Star Wars: The Clone Wars Season 7 Episode 6 Easter Eggs Explained
"Deal No Deal" features several easter eggs and references to other episodes of The Clone Wars as well as the Star Wars galaxy at large.
Ahsoka and her new allies Trace and Rafa Martez get into some big trouble in “Deal No Deal.” The burgeoning friendship between Trace and Ahsoka frays as the former Jedi realizes how naive Trace really is and how Rafa’s efforts to get the sisters out of debt got them all in trouble.
The episode doesn’t introduce many familiar ships or equipment, but two planets bring connections to other parts of The Clone Wars and Star Wars Legends continuity. And with an episode all about teens smuggling “spice,” there’s some stuff to unpack there, too.
Here are the easter eggs and references we found in “Deal No Deal”:
Spice
The family-friendly term for the Star Wars equivalent of recreational drugs comes straight from the movies. Kessel and spice have been linked since the very early minutes of A New Hope, where C-3PO worries he and R2-D2 will be sent to the “spice mines of Kessel” if the Empire captures them. Han Solo also got in trouble for mishandling spice and probably smuggled some in the Millennium Falcon’s secret compartments. The Pyke gang has been seen handling spice in The Clone Wars, beginning in season five.

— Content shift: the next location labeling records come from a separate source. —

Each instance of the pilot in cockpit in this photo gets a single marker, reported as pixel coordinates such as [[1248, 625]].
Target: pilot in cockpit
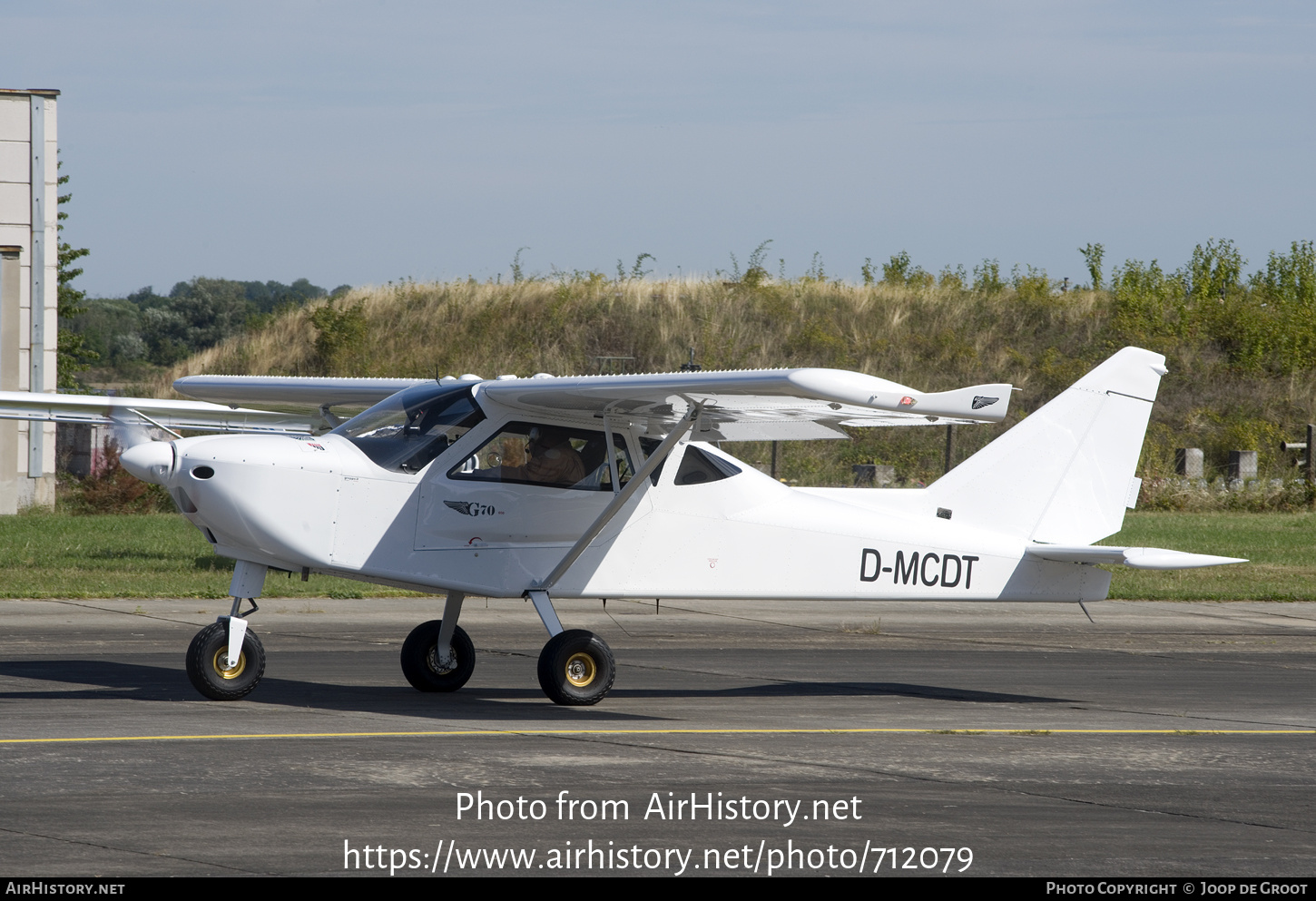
[[552, 459]]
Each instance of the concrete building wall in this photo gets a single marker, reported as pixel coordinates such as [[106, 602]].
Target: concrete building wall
[[29, 318]]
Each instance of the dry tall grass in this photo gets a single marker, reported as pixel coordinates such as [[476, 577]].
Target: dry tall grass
[[930, 337]]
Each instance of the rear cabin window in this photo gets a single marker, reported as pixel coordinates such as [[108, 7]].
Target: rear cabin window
[[698, 467], [547, 455]]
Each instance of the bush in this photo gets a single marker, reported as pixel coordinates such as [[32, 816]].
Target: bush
[[113, 489]]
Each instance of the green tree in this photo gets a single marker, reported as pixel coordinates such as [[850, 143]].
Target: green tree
[[72, 353], [1093, 255]]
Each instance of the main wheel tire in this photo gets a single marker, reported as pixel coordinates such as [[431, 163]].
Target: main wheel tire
[[420, 659], [207, 663], [576, 669]]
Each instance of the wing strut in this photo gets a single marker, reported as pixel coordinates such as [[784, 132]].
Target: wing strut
[[619, 500]]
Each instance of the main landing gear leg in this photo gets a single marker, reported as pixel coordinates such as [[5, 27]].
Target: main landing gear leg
[[227, 659], [575, 667], [438, 655]]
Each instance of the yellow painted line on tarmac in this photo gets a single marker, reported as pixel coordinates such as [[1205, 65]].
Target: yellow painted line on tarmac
[[479, 733]]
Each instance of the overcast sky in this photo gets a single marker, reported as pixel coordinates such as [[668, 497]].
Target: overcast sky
[[358, 142]]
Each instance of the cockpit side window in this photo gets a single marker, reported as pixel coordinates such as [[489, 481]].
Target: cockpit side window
[[414, 426], [547, 455]]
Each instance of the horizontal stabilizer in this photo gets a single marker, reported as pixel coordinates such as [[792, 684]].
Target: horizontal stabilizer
[[1137, 558], [99, 409]]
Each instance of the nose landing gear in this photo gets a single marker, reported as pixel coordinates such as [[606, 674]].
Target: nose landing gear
[[225, 661], [210, 670]]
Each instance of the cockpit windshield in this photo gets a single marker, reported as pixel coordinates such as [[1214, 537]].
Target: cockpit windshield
[[414, 426]]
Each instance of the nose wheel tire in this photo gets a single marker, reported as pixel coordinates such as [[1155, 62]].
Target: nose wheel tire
[[576, 669], [208, 664], [423, 667]]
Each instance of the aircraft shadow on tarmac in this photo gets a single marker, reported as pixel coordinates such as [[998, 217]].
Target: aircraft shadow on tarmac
[[154, 683]]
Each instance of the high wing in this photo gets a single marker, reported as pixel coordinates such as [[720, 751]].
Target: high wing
[[739, 406], [756, 404], [148, 412]]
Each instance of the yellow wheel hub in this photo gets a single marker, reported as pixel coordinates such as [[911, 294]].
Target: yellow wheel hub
[[221, 664], [581, 670]]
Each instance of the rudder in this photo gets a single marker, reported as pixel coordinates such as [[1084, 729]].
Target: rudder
[[1065, 474]]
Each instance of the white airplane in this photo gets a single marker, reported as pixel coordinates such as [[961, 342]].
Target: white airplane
[[614, 487]]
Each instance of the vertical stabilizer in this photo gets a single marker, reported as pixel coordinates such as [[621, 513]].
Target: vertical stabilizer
[[1065, 474]]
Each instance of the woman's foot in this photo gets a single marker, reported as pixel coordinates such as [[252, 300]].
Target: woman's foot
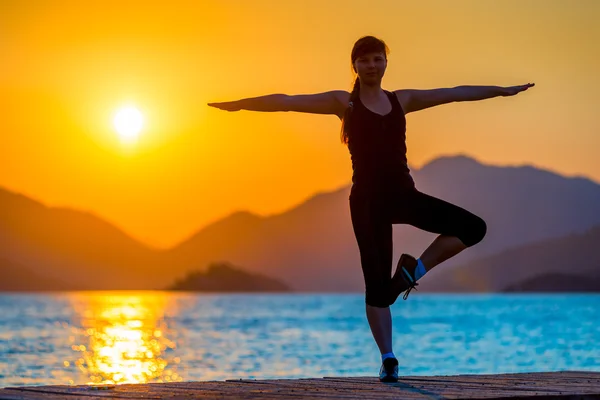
[[389, 370], [404, 277]]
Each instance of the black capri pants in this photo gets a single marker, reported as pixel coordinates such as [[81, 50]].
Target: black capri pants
[[374, 212]]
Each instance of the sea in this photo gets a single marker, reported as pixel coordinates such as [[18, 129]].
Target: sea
[[74, 338]]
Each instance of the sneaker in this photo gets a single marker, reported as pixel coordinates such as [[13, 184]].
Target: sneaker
[[404, 277], [389, 370]]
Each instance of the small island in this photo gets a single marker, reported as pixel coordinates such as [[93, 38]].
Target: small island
[[225, 277]]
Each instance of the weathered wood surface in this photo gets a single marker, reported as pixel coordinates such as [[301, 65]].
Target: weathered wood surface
[[542, 385]]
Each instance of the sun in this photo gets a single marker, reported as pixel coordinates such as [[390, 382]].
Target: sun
[[128, 122]]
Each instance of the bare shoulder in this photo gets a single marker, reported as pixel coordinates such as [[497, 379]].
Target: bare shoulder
[[403, 96]]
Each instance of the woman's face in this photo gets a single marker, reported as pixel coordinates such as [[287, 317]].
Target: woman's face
[[370, 67]]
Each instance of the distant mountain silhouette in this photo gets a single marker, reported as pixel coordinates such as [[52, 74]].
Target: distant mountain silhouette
[[540, 265], [16, 277], [225, 277], [556, 283], [310, 247]]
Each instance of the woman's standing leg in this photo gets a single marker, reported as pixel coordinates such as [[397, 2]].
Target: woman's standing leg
[[373, 232]]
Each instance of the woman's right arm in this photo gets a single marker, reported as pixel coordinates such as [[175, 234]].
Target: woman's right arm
[[320, 103]]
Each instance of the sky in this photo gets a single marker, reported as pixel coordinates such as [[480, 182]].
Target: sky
[[68, 66]]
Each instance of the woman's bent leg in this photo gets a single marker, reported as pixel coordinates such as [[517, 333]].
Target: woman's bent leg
[[458, 228]]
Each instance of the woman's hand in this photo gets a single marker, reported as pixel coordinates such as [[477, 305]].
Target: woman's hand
[[512, 90], [227, 106]]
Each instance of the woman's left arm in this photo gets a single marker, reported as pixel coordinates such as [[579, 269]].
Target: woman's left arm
[[415, 99]]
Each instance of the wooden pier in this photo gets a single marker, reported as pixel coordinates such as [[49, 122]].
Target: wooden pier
[[546, 385]]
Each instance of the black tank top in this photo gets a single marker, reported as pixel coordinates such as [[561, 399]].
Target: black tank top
[[377, 145]]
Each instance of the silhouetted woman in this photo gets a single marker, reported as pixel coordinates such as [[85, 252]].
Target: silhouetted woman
[[383, 192]]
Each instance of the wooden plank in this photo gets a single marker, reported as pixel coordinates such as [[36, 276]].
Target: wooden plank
[[546, 385]]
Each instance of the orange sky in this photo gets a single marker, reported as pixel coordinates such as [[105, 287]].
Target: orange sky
[[68, 66]]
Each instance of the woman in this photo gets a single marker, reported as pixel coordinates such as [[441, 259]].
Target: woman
[[383, 192]]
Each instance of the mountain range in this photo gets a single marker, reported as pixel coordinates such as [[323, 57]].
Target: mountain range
[[312, 246]]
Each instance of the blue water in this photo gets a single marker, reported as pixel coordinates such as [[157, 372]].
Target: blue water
[[125, 337]]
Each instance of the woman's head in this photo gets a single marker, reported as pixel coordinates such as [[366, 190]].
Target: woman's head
[[368, 62]]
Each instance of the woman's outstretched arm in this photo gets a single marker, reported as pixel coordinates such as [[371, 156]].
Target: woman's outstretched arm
[[267, 103], [331, 102], [415, 99]]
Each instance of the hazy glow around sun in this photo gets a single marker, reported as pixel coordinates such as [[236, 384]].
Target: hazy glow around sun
[[128, 122]]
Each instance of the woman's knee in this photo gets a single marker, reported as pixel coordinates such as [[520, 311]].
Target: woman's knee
[[477, 230], [379, 296]]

Interestingly enough, the concept of “spice” as space’s recreational drug was heavily influenced by Frank Herbert’s seminal sci-fi novel Dune in which several factions fight over a planet that’s the only source of the spice/drug “melange.”
Kessel
Kinash Lock
Before going to the Pykes, the girls pick up the spice from Kinash Lock, majordomo to the unseen King Yoruba. He’s a Twi’lek, just like the majordomo Bib Fortuna in Jabba the Hutt’s palace in Return of the Jedi.
In canon
Both Yoruba and Lock are brand-new characters, but Kessel has been portrayed as a criminal hotspot where enslaved miners toil away in both Star Wars Rebels and Solo: A Star Wars Story. Both show the planet as strip-mined, making the lush greenery around Yoruba’s castle a surprising sight.
In the Legends universe
Since the description of the mines is based on the films, Kessel in the Legends timeline was pretty similar to how it appears in The Clone Wars. The factions fighting over it were the difference, with warlords and Imperials competing for control of the valuable spice. The space anomalies that make the planet hard to reach were slightly different, too. Instead of the maelstrom and space monsters that make the Kessel run such a harrowing place in Solo, Kessel is surrounded by the Maw, a cluster of black holes.
Oba Diah and the Pykes
Marg Krim
The leader of the Pykes in “Deal No Deal” is Marg Krim, whose only other appearance comes in the novel Dark Disciple. The novel, which was based on unproduced scripts for The Clone Wars, describes him as wearing the star-shaped gold headdress he sports on the show. In the book, he is nervous, having inherited the Pyke gang in the middle of a potential crisis for the faction.
Pyke Homeworld
If the Martez sisters told Ahsoka they were going to the planet Oba Diah, she would probably have strongly suspected the Pykes were involved. Introduced earlier in The Clone Wars, this blue-hued world is the homeworld of the Pyke species.
Connection to Maul
The Pykes had a temporary alliance with Darth Maul’s Shadow Collective, the former Sith’s short-lived effort to run a criminal empire. This alliance eventually dissolved, but in “Deal No Deal,” the Pykes still have a loose association with Maul.
Maul would later go on to run the criminal empire Crimson Dawn, as seen in Solo. While Ahsoka may be able to handle the Pykes if she’s able to use her Jedi powers, Trace and Rafa are in way over their heads.